Dominic Raab has slammed the investigation process as "flawed", saying it sets "a dangerous precedent".
Britain's deputy prime minister Dominic Raab has resigned after a investigation into accusations he bullied his staff.
In a letter posted on Twitter, Raab revealed that an investigation into his conduct had upheld two claims against him -- but he branded the process "flawed" and said it set "a dangerous precedent for the conduct of good governmnet."
Raab's resignation came a day after Prime Minister Rishi Sunak received the findings of the investigation, which levelled eight formal complaints at Raab, who represents a constituency in the southeast of England.

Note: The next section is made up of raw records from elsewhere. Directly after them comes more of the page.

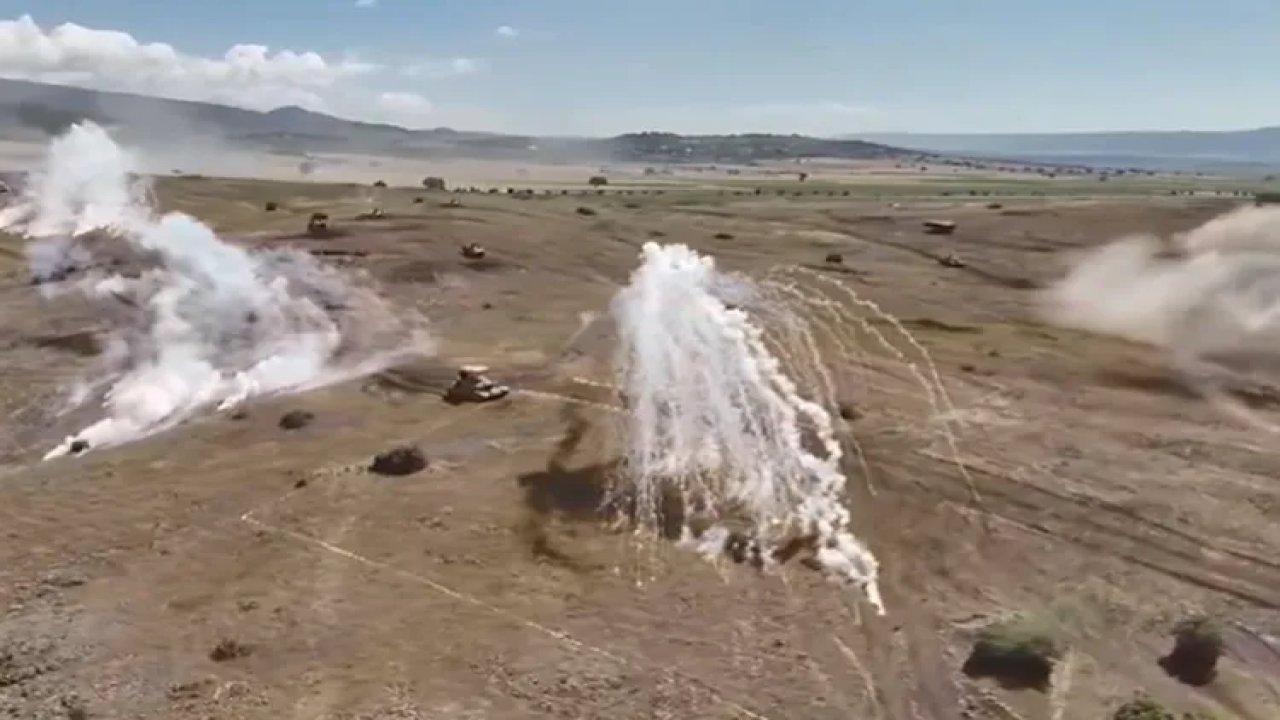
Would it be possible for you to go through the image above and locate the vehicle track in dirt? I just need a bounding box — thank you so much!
[902,450,1280,609]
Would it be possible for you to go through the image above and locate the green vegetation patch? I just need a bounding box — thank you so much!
[962,612,1065,691]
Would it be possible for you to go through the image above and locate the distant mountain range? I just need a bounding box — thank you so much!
[0,78,906,165]
[853,130,1280,171]
[6,78,1274,172]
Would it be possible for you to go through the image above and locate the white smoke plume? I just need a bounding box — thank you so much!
[1043,204,1280,425]
[2,122,432,459]
[611,242,883,614]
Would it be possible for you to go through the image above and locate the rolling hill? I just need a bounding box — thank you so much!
[854,129,1280,171]
[0,78,908,165]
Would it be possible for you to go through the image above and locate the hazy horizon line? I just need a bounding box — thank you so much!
[3,76,1277,141]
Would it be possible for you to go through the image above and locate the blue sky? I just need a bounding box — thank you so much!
[1,0,1278,136]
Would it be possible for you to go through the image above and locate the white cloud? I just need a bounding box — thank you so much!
[355,0,377,6]
[374,91,433,125]
[495,26,519,38]
[0,14,498,130]
[0,15,376,112]
[0,14,501,130]
[401,57,479,79]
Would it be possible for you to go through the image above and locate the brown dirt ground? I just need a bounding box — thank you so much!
[0,179,1278,720]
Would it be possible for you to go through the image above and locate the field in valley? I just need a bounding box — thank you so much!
[0,159,1278,720]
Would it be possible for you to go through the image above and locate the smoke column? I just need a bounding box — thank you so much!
[1,122,432,459]
[610,242,883,614]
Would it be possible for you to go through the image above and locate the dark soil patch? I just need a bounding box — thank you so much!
[209,639,252,662]
[29,331,101,357]
[902,318,982,334]
[369,445,428,476]
[385,260,453,284]
[1097,369,1199,400]
[275,228,351,241]
[278,410,314,430]
[1001,208,1055,217]
[519,459,616,520]
[387,257,518,283]
[959,265,1040,289]
[516,406,684,541]
[837,402,862,421]
[460,257,518,273]
[308,248,369,258]
[798,263,870,279]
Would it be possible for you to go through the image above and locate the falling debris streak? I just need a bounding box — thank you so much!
[833,636,886,720]
[778,266,979,504]
[758,279,878,497]
[1048,649,1077,720]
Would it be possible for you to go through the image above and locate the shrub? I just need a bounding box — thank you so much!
[1160,617,1224,686]
[962,613,1062,691]
[1112,697,1174,720]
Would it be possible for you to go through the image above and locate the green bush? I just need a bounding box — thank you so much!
[1112,697,1174,720]
[1161,617,1224,686]
[962,613,1062,691]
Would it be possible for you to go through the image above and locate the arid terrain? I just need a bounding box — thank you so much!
[1,157,1278,720]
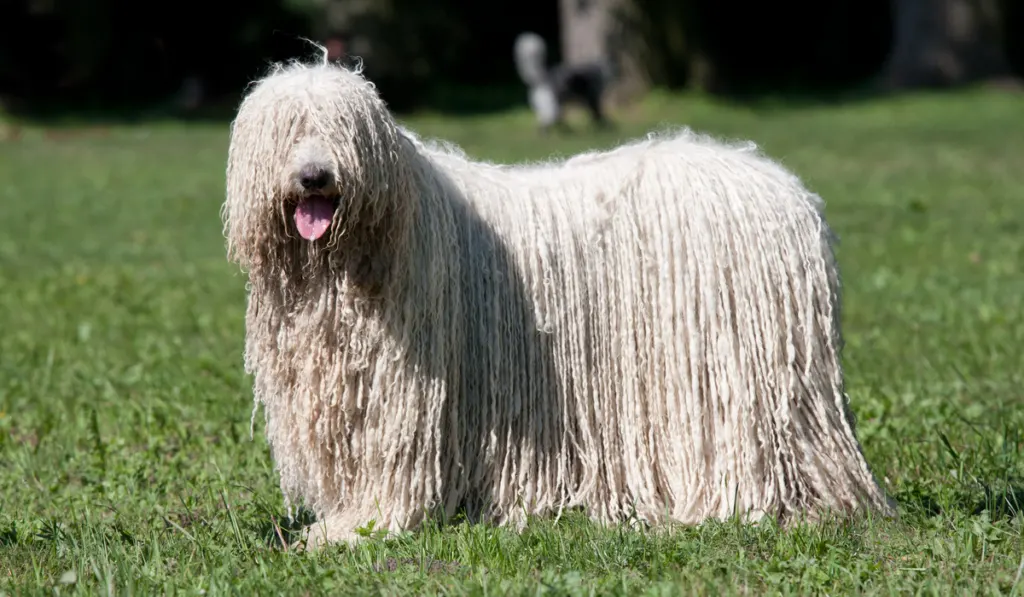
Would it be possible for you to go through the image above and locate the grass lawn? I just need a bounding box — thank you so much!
[1,89,1023,596]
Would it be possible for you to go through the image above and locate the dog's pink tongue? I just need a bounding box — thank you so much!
[294,196,335,240]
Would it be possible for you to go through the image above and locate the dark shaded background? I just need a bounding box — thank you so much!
[0,0,1021,120]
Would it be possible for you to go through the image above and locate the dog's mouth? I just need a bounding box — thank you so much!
[293,194,340,241]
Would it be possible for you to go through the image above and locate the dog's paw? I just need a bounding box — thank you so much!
[293,518,367,551]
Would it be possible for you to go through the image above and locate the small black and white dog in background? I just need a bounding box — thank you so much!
[513,32,614,132]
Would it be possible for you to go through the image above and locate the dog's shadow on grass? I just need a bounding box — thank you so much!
[257,506,318,549]
[256,479,1024,550]
[892,482,1024,520]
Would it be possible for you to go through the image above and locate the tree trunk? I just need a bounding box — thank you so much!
[878,0,1019,89]
[560,0,608,65]
[559,0,647,106]
[610,0,721,93]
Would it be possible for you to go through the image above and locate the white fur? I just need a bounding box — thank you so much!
[223,58,893,548]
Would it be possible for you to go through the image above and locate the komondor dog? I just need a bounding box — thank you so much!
[223,55,893,548]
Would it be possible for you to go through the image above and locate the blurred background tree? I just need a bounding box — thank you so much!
[878,0,1019,89]
[0,0,1020,119]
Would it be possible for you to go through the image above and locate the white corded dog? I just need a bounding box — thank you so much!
[223,53,894,548]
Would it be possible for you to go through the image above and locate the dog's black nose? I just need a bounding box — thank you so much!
[299,165,332,190]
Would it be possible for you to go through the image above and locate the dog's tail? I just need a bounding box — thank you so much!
[513,32,549,87]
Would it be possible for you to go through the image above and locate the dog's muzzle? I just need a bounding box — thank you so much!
[293,165,340,241]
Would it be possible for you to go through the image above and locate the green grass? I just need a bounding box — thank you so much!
[2,89,1024,596]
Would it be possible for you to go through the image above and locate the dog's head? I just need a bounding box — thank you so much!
[223,58,411,279]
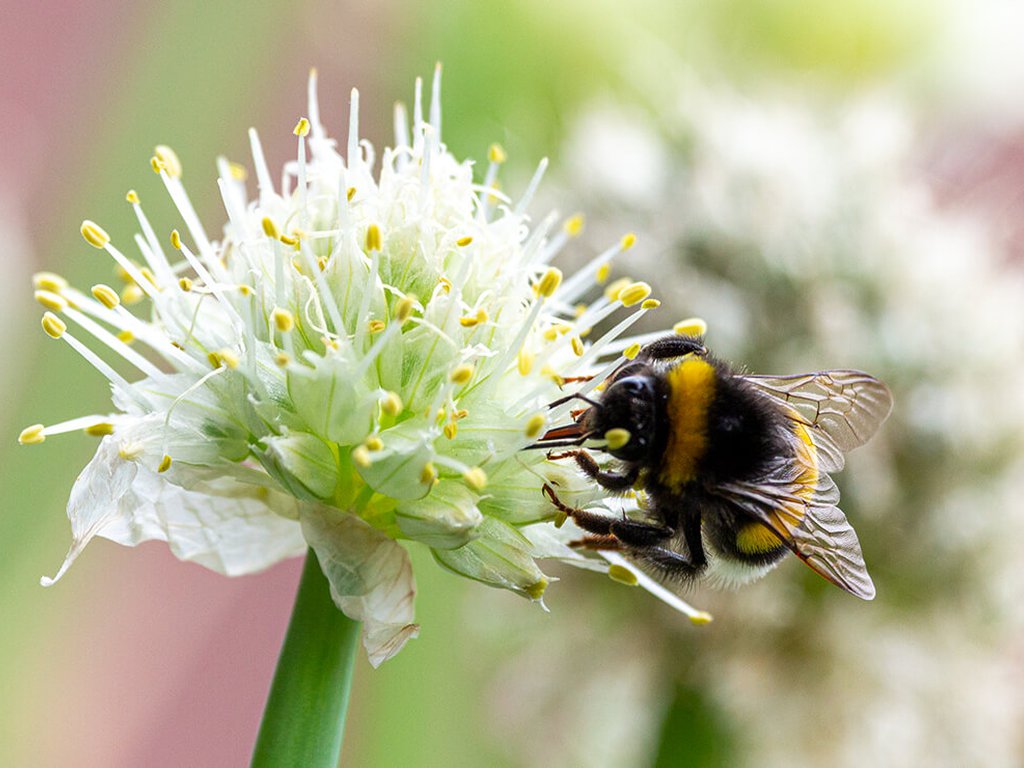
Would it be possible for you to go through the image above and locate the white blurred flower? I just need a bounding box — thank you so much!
[23,69,672,665]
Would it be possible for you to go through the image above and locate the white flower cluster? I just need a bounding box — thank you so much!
[23,69,677,665]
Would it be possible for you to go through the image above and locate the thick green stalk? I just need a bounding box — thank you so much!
[251,550,360,768]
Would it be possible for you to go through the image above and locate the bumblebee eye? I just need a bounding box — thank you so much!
[619,377,648,398]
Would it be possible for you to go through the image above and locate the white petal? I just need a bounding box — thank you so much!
[42,435,306,586]
[300,507,419,667]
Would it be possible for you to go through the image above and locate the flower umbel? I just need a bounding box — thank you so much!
[25,68,685,665]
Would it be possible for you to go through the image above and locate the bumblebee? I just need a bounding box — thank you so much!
[536,335,893,599]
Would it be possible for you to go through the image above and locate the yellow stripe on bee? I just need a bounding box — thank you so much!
[735,522,785,554]
[659,358,717,490]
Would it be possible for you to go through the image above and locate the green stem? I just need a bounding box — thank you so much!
[251,550,360,768]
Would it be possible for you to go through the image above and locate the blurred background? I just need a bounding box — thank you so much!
[4,0,1024,765]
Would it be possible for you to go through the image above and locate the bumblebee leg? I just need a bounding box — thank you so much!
[643,546,703,576]
[550,449,640,491]
[608,517,675,546]
[637,335,706,362]
[569,534,621,550]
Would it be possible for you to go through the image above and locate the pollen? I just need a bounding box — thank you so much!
[488,143,507,164]
[42,312,67,339]
[595,263,611,284]
[91,284,120,309]
[352,445,372,468]
[463,467,487,491]
[456,236,473,247]
[689,612,714,626]
[395,295,415,322]
[33,272,68,292]
[450,364,474,385]
[84,422,114,437]
[80,220,110,249]
[34,290,67,313]
[641,299,660,310]
[673,317,708,337]
[605,428,631,451]
[608,564,639,586]
[444,422,458,440]
[535,267,563,298]
[158,455,172,473]
[261,217,280,239]
[620,232,637,250]
[571,336,585,357]
[525,413,546,438]
[381,391,403,417]
[18,424,46,445]
[365,223,382,252]
[179,277,193,292]
[419,462,437,485]
[293,117,311,137]
[618,281,652,307]
[563,213,585,237]
[525,578,548,600]
[624,342,642,360]
[125,189,140,204]
[365,436,384,451]
[153,145,182,178]
[272,307,295,332]
[170,230,183,250]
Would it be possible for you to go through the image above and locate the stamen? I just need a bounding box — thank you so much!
[673,317,708,337]
[450,364,474,385]
[463,467,487,491]
[525,413,546,438]
[352,445,372,467]
[34,290,67,313]
[272,307,295,333]
[607,564,639,586]
[618,282,652,307]
[158,455,172,473]
[18,424,45,445]
[514,157,548,216]
[33,272,68,292]
[535,267,563,298]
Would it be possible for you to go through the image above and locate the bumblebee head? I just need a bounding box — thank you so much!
[586,373,660,462]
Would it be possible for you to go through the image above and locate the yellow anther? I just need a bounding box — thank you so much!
[150,156,165,174]
[317,256,329,271]
[525,578,548,600]
[619,282,652,308]
[219,349,239,369]
[574,303,588,318]
[365,224,382,252]
[641,299,661,310]
[275,352,291,367]
[564,213,585,236]
[365,436,384,451]
[117,330,135,344]
[179,277,193,292]
[542,328,558,342]
[444,422,458,440]
[158,455,172,473]
[18,424,45,445]
[488,143,507,164]
[368,319,386,334]
[272,307,295,332]
[229,162,247,181]
[605,428,631,451]
[170,230,183,250]
[261,217,280,239]
[689,612,714,626]
[463,467,487,491]
[119,443,143,461]
[475,307,488,324]
[33,272,67,292]
[571,336,585,357]
[84,422,114,437]
[139,267,157,287]
[541,365,565,387]
[535,267,563,298]
[459,315,479,328]
[419,462,437,485]
[280,233,299,247]
[608,564,639,586]
[525,413,546,439]
[455,409,469,420]
[154,145,182,178]
[395,295,415,322]
[34,290,67,312]
[352,445,372,468]
[456,236,473,247]
[126,189,140,205]
[604,277,632,302]
[438,276,452,294]
[624,342,642,360]
[89,284,120,310]
[80,220,110,249]
[381,391,403,416]
[346,186,356,201]
[42,312,66,339]
[293,117,311,137]
[620,232,637,250]
[673,317,708,338]
[450,364,474,385]
[121,284,144,305]
[595,263,611,284]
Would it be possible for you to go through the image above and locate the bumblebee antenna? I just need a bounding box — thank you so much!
[546,392,601,410]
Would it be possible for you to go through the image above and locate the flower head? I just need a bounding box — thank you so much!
[23,68,690,664]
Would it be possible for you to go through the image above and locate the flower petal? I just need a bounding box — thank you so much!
[300,507,419,667]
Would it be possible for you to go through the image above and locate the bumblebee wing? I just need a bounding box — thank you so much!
[714,458,876,600]
[741,370,893,472]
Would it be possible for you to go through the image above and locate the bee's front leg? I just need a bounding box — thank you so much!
[547,449,640,491]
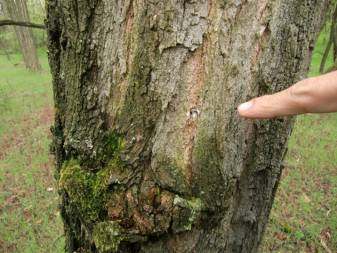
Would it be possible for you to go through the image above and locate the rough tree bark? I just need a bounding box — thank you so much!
[3,0,41,71]
[46,1,328,252]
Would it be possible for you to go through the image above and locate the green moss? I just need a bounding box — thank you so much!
[105,132,125,157]
[59,159,109,222]
[101,131,126,165]
[59,132,128,223]
[93,221,124,253]
[58,132,131,250]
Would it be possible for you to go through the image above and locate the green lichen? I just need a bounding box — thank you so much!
[117,18,162,138]
[172,196,203,232]
[192,129,227,208]
[155,158,189,194]
[93,221,125,253]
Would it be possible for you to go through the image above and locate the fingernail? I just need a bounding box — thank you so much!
[238,101,253,111]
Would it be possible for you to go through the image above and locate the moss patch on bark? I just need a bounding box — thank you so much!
[59,159,109,222]
[58,132,127,222]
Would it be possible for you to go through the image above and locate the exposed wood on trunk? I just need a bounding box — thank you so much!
[46,0,329,252]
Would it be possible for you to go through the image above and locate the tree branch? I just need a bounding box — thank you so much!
[0,19,45,29]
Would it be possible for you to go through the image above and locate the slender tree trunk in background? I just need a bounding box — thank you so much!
[46,1,328,252]
[0,38,11,61]
[3,0,41,71]
[332,5,337,66]
[320,3,337,73]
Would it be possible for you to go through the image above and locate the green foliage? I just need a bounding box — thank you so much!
[294,230,305,241]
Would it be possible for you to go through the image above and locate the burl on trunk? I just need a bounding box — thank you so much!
[46,0,328,252]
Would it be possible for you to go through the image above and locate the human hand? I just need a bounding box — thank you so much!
[238,71,337,119]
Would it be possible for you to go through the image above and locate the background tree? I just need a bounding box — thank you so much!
[0,0,11,60]
[2,0,41,71]
[46,1,329,252]
[320,1,337,73]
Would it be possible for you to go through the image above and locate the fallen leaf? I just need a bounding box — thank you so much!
[320,237,332,253]
[274,232,287,241]
[302,193,311,203]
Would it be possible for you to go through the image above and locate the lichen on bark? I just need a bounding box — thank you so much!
[93,221,125,253]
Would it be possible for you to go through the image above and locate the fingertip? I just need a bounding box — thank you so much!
[238,101,253,111]
[238,101,253,117]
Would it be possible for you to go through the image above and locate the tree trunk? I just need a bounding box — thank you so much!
[46,1,328,252]
[3,0,41,71]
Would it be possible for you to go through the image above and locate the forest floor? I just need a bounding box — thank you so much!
[0,31,336,252]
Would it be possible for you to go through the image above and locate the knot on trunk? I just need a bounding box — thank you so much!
[58,159,204,253]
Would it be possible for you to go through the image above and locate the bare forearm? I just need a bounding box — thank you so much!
[238,71,337,119]
[296,71,337,113]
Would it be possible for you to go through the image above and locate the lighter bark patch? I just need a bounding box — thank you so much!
[258,0,269,21]
[125,1,134,35]
[182,47,206,184]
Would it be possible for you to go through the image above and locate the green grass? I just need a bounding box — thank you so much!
[262,113,337,252]
[0,51,64,252]
[0,28,336,253]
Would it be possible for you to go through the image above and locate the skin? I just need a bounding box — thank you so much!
[238,71,337,119]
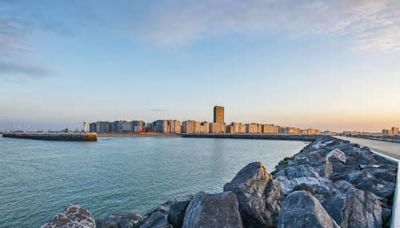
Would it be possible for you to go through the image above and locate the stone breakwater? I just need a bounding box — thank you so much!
[2,132,98,142]
[41,136,398,228]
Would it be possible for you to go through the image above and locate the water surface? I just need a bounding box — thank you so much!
[0,136,307,227]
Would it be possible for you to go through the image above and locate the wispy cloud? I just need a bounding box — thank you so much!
[0,16,51,80]
[130,0,400,52]
[0,61,48,79]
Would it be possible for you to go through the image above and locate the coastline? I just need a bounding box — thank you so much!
[97,132,180,138]
[42,136,399,228]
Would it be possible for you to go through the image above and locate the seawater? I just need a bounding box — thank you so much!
[0,136,307,227]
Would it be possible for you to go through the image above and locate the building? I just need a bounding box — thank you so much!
[283,127,302,134]
[382,129,394,136]
[245,123,258,134]
[200,122,210,133]
[182,120,201,134]
[89,122,97,132]
[213,106,224,124]
[301,128,320,135]
[209,122,225,133]
[391,127,399,135]
[94,121,111,133]
[261,124,279,134]
[131,120,145,132]
[150,120,181,133]
[110,120,131,132]
[168,120,181,133]
[151,120,168,133]
[227,122,243,134]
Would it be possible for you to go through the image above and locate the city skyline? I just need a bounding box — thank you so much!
[1,1,399,132]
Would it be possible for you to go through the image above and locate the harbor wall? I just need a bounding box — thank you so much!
[2,132,97,142]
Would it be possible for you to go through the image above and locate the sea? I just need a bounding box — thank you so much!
[0,136,307,227]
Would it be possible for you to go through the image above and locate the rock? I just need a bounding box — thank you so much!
[140,201,173,228]
[277,191,339,228]
[275,176,334,202]
[140,211,172,228]
[359,165,397,183]
[182,191,243,228]
[223,162,271,227]
[284,164,320,179]
[293,183,315,195]
[41,204,96,228]
[323,180,383,228]
[327,149,346,164]
[167,199,191,228]
[341,169,395,198]
[275,154,333,179]
[263,179,285,227]
[97,212,142,228]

The complaints said that Raab had been abusive towards staff during a stint as justice secretary, and also while service as foreign minister and Brexit secretary.
Raab, 49, denied claims he belittled and demeaned his staff and said he “behaved professionally at all times,” but had said he would resign if the bullying complaints were upheld.
Some of the allegations which leaked to the British press claimed that Raab had created a culture of fear in various government departments, with one newspaper reporting he threw tomatoes from his salad at staff; while another alleged he had been given the nickname "Mr Incinerator" because he burns through (sic) employees.
Rab said he had "not once, in four and a half years, sworn or shouted at anyone, let alone thrown anything or otherwise physically intimidated anyone, nor intentionally sought to belittle anyone," but did apologise for any "unintended stress or offense" that officials felt.